© JUNGE FREIHEIT Verlag GmbH & Co. www.jungefreiheit.de 31-32/05 29. Juli / 05. August 2005

Der Norden umsonst:
Har(t)z III im NDR
Clemens Walter

Das Doku-Soap-Format im Fernsehen scheint epidemische Ausmaße anzunehmen. Derzeit erlebt das gemeine TV-Publikum, wie man sich als Hartz-IV-oder besser: als Nord-3-Empfänger durchs Leben schlagen kann.
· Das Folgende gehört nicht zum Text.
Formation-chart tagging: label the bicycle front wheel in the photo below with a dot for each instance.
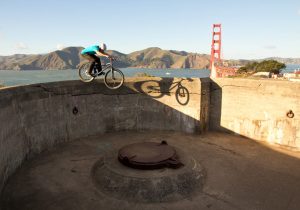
(114, 79)
(83, 72)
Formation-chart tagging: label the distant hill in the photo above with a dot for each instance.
(154, 57)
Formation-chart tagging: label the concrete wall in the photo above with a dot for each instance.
(36, 117)
(257, 109)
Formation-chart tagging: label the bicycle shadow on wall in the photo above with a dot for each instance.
(165, 87)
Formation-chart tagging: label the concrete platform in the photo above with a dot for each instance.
(238, 174)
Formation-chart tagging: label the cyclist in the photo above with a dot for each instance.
(90, 53)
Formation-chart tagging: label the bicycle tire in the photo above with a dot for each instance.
(83, 73)
(114, 79)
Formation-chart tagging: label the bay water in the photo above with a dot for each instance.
(12, 78)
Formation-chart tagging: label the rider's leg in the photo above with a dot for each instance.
(98, 62)
(90, 58)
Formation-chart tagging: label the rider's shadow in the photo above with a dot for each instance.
(165, 87)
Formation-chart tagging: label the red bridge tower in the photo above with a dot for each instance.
(215, 57)
(217, 66)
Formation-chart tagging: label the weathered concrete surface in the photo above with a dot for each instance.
(240, 174)
(257, 109)
(36, 117)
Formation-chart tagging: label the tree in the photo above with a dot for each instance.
(264, 66)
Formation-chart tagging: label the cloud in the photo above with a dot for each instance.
(270, 47)
(60, 46)
(21, 46)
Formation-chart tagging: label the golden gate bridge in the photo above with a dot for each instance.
(217, 66)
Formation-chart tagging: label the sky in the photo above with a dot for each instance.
(250, 29)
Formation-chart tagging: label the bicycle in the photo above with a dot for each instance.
(113, 79)
(157, 89)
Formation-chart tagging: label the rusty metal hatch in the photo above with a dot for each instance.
(149, 155)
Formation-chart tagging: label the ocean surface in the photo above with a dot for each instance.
(12, 78)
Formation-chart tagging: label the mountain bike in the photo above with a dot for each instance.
(113, 78)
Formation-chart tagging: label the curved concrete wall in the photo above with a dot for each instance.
(36, 117)
(257, 109)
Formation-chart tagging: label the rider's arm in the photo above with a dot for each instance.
(102, 53)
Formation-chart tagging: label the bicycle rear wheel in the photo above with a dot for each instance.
(114, 79)
(83, 72)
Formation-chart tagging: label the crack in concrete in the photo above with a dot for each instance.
(222, 148)
(216, 197)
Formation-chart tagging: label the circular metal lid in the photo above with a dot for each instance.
(149, 155)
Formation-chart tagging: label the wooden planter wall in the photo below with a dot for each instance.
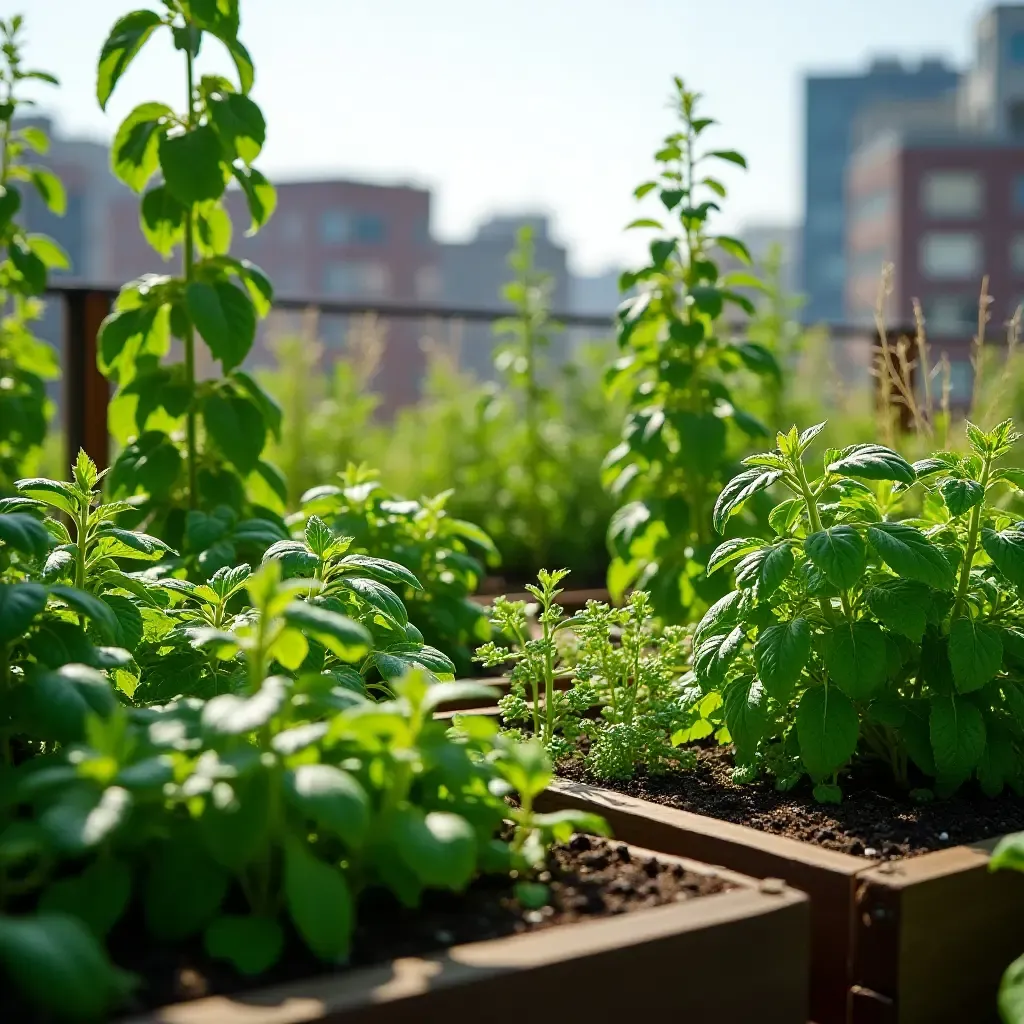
(918, 941)
(736, 955)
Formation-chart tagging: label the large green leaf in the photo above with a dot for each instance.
(729, 551)
(240, 124)
(60, 967)
(98, 895)
(975, 653)
(855, 656)
(223, 314)
(378, 596)
(101, 614)
(318, 901)
(342, 635)
(251, 943)
(55, 706)
(83, 818)
(260, 196)
(910, 554)
(439, 848)
(780, 653)
(1006, 548)
(190, 162)
(183, 890)
(765, 569)
(747, 717)
(738, 489)
(381, 568)
(840, 552)
(872, 462)
(231, 715)
(713, 657)
(126, 39)
(957, 732)
(134, 152)
(827, 728)
(238, 429)
(902, 605)
(19, 603)
(162, 218)
(332, 799)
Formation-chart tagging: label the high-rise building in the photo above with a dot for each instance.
(474, 273)
(833, 103)
(991, 98)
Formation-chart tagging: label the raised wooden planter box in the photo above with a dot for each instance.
(500, 684)
(918, 941)
(736, 955)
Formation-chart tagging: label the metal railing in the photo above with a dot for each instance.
(86, 392)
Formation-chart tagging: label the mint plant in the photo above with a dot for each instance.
(676, 368)
(532, 697)
(189, 443)
(635, 674)
(445, 555)
(26, 361)
(883, 621)
(247, 819)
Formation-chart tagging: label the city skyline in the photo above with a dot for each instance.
(564, 123)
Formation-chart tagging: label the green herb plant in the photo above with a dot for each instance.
(444, 554)
(883, 621)
(189, 443)
(676, 369)
(26, 361)
(246, 819)
(551, 714)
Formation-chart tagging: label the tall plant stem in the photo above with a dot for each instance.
(972, 544)
(188, 340)
(815, 522)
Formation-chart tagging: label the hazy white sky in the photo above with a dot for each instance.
(503, 107)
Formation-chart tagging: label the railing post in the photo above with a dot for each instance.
(86, 391)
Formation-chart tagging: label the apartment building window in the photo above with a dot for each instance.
(950, 255)
(951, 194)
(427, 283)
(335, 226)
(949, 315)
(369, 228)
(1017, 47)
(355, 280)
(292, 226)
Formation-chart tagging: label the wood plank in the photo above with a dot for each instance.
(827, 878)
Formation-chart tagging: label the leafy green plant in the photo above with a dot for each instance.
(1009, 855)
(167, 460)
(636, 675)
(551, 713)
(26, 361)
(677, 368)
(245, 819)
(858, 631)
(445, 555)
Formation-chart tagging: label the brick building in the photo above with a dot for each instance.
(327, 240)
(945, 210)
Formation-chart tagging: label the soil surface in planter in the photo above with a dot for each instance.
(875, 819)
(588, 878)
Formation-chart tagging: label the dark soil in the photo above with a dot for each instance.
(588, 878)
(875, 819)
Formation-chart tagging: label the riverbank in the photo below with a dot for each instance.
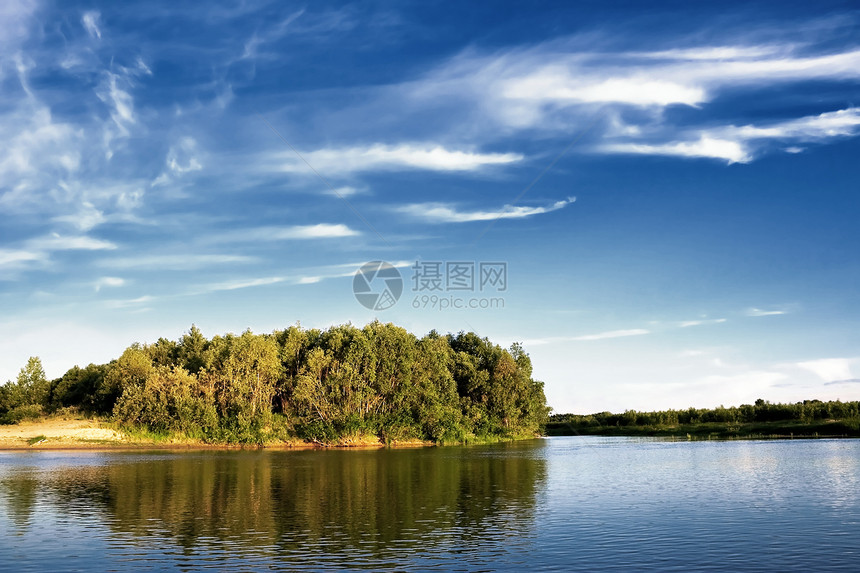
(63, 433)
(714, 430)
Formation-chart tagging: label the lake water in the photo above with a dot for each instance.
(567, 504)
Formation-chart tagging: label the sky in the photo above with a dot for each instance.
(658, 200)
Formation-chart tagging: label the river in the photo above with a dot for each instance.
(566, 504)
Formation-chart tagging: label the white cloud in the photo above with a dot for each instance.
(829, 369)
(173, 262)
(87, 218)
(841, 123)
(55, 242)
(240, 284)
(587, 337)
(689, 323)
(556, 84)
(129, 303)
(90, 21)
(14, 257)
(446, 213)
(120, 101)
(614, 334)
(344, 191)
(296, 232)
(705, 146)
(762, 312)
(380, 157)
(108, 282)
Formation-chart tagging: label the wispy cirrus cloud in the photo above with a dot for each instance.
(173, 262)
(606, 335)
(90, 21)
(829, 369)
(447, 213)
(286, 233)
(755, 312)
(381, 157)
(701, 322)
(740, 144)
(704, 147)
(113, 282)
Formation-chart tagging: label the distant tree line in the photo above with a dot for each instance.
(807, 411)
(315, 384)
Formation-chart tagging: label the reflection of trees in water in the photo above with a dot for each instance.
(20, 492)
(308, 503)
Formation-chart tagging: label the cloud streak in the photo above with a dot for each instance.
(381, 157)
(447, 213)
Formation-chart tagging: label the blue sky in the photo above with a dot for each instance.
(672, 186)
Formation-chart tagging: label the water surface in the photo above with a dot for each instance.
(567, 503)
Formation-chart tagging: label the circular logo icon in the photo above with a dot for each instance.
(377, 285)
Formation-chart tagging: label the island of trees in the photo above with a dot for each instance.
(343, 384)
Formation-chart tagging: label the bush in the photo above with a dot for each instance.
(22, 413)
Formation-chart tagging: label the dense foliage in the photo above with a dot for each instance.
(321, 385)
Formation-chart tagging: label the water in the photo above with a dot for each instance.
(581, 503)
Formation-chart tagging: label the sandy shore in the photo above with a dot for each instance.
(60, 433)
(80, 434)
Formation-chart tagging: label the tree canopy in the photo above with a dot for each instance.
(321, 385)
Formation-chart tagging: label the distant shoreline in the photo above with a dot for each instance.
(714, 431)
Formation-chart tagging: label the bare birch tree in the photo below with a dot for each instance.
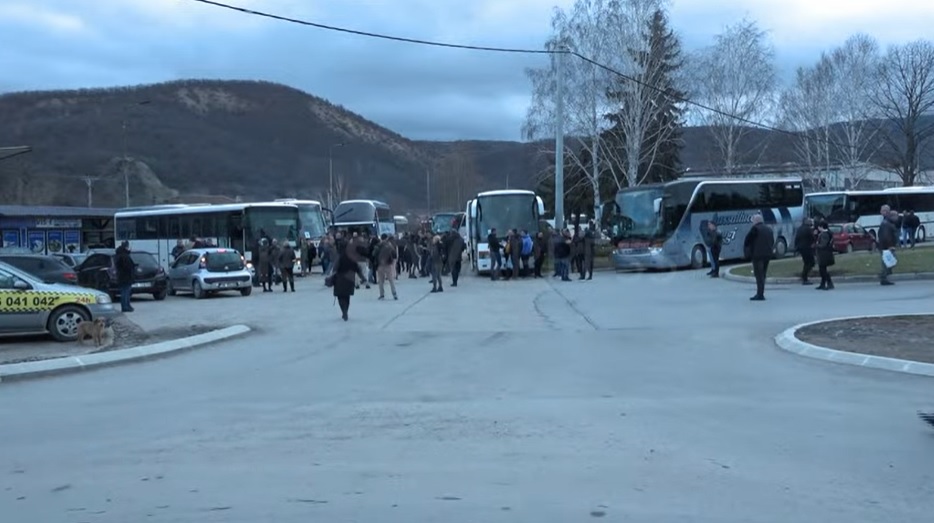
(735, 78)
(808, 108)
(904, 96)
(856, 138)
(583, 30)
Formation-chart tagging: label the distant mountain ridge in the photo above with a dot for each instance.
(259, 140)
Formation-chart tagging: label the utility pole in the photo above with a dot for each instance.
(331, 174)
(559, 141)
(89, 181)
(126, 173)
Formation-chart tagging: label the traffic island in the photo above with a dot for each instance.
(900, 343)
(857, 267)
(24, 358)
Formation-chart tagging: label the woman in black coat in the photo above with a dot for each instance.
(824, 255)
(346, 271)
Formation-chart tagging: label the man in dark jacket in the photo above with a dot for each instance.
(887, 238)
(804, 244)
(455, 255)
(125, 267)
(759, 247)
(496, 258)
(714, 240)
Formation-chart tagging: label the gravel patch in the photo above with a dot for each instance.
(902, 337)
(126, 334)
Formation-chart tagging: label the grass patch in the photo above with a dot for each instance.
(854, 264)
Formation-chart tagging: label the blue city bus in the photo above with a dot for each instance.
(662, 226)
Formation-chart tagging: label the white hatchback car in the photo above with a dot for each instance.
(210, 270)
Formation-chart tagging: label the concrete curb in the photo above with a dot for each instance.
(788, 341)
(35, 369)
(728, 275)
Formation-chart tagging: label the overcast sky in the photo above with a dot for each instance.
(420, 92)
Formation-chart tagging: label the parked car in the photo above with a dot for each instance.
(29, 305)
(71, 259)
(849, 237)
(210, 270)
(48, 269)
(98, 272)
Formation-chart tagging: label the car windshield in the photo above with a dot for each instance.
(636, 216)
(312, 220)
(144, 260)
(226, 260)
(504, 212)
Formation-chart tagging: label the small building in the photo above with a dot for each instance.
(50, 229)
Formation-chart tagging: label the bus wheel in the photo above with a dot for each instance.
(698, 257)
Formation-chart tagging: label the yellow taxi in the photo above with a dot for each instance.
(29, 305)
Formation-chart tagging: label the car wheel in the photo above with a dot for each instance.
(698, 257)
(63, 322)
(197, 290)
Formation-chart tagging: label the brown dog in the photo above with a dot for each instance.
(92, 329)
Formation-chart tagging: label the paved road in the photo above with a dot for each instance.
(634, 397)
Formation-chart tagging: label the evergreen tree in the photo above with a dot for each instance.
(659, 63)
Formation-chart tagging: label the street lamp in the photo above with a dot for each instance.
(331, 174)
(126, 173)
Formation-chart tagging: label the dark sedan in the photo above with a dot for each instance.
(48, 269)
(98, 272)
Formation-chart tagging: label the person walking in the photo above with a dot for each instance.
(437, 263)
(804, 244)
(714, 241)
(759, 247)
(387, 254)
(455, 256)
(825, 257)
(126, 268)
(887, 238)
(287, 266)
(346, 270)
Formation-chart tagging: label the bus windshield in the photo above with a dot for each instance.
(506, 211)
(830, 207)
(636, 216)
(443, 222)
(278, 223)
(312, 220)
(355, 212)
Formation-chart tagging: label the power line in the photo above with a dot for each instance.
(516, 50)
(369, 34)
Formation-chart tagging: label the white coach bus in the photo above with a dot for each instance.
(501, 210)
(862, 207)
(663, 226)
(238, 226)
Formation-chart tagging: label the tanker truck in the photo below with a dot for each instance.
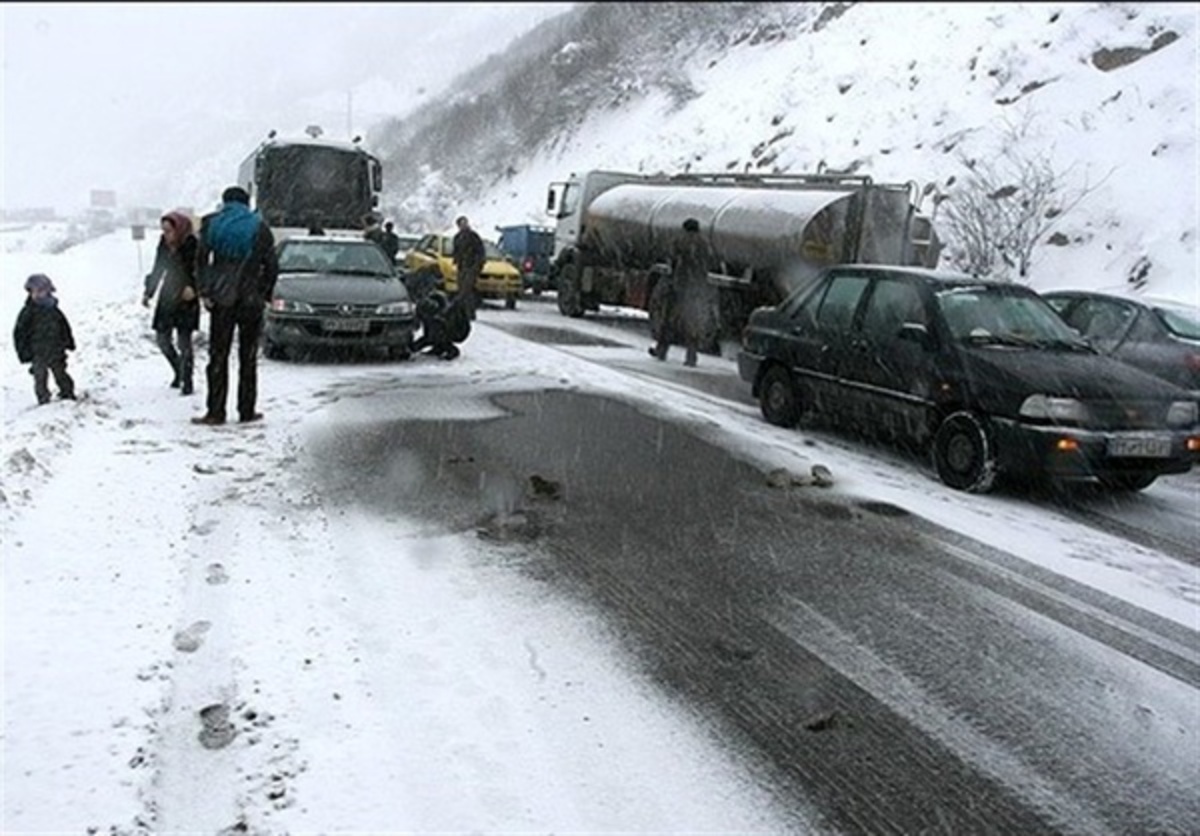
(768, 234)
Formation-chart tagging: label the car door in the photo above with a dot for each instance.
(1152, 348)
(828, 337)
(889, 367)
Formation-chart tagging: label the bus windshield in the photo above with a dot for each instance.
(313, 185)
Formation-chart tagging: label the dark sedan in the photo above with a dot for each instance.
(337, 293)
(1157, 336)
(983, 373)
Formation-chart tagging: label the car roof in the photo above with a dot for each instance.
(1143, 301)
(929, 274)
(357, 240)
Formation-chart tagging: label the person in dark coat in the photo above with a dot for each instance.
(685, 302)
(42, 338)
(390, 242)
(444, 322)
(468, 262)
(178, 312)
(237, 270)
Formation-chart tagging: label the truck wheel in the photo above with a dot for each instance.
(964, 455)
(780, 398)
(570, 302)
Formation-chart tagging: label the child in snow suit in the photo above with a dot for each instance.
(42, 338)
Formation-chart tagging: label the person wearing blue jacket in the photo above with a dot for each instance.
(42, 338)
(237, 270)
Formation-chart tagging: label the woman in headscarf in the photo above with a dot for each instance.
(178, 312)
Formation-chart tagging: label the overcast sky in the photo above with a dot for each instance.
(93, 92)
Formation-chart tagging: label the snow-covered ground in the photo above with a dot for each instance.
(154, 569)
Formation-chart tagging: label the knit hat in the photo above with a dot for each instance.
(40, 282)
(235, 194)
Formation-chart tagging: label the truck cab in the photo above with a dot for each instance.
(531, 250)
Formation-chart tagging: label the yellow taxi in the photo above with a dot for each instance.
(499, 277)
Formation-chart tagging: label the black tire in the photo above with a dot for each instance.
(570, 296)
(964, 453)
(780, 397)
(1127, 482)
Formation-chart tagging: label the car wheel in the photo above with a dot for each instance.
(570, 302)
(964, 455)
(780, 398)
(1127, 482)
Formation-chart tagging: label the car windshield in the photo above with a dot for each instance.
(1005, 316)
(347, 258)
(1180, 319)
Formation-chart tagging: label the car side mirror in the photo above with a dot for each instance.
(916, 332)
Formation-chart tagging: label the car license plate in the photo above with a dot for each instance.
(1140, 447)
(352, 325)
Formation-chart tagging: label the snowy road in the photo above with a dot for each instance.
(345, 618)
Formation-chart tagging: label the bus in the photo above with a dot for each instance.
(312, 182)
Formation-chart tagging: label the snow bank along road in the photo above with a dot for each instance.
(307, 653)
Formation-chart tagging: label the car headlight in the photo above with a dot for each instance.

Unter dem Titel "Der Norden umsonst - Von der Hallig in den Harz" begleitet ein Kamera-Team des NDR-Fernsehens den ehemaligen "Extra 3"-Moderator Jörg Thadeusz, wenn er auf dem trockenen sitzt - à la "extra dry". Vier Wochen lang wandert dieser zu Fuß und ohne Geld durch Norddeutschland. Immer dienstags, 21.45 Uhr, darf der als Meister "hochintelligenter Fernsehunterhaltung" gerühmte Moderator und Romanautor ("Rette mich ein bißchen", "Alles schön") seine weisen Wanderschaftsreflexionen eine halbe Stunde lang zum besten geben (Termine: 2., 9., 16., 23. und 30. August).

Vorsicht, nicht nur der Dialekt ist platt

Doch Vorsicht, nicht nur der Dialekt ist platt. Bezeichnend für die eigentliche Verklemmtheit, mit der Thadeusz den kecken Wandersmann zu geben versucht, ist etwa dieser Eintrag im Tagebuch: Bei mehreren Flaschen Rotwein habe man "so abgefeiert, daß wir beinahe (sic!) im Überschwang" zu den Musikinstrumenten gegriffen hätten. Das erinnert an die Ausgelassenheit im Überwachungsstaat DDR. Unter der Losung "Machen Sie mit!" werden die Zuschauer denn auch kollektiv angesprochen. Sofern man an der Wanderroute von Thadeusz wohnt, kann man diesen mit Gartenarbeit oder Partyzeltbau beauftragen. Als Gegenleistung wird er mit einem Bett, Trinken oder Eßbarem "abgespeist". Eben Doku satt.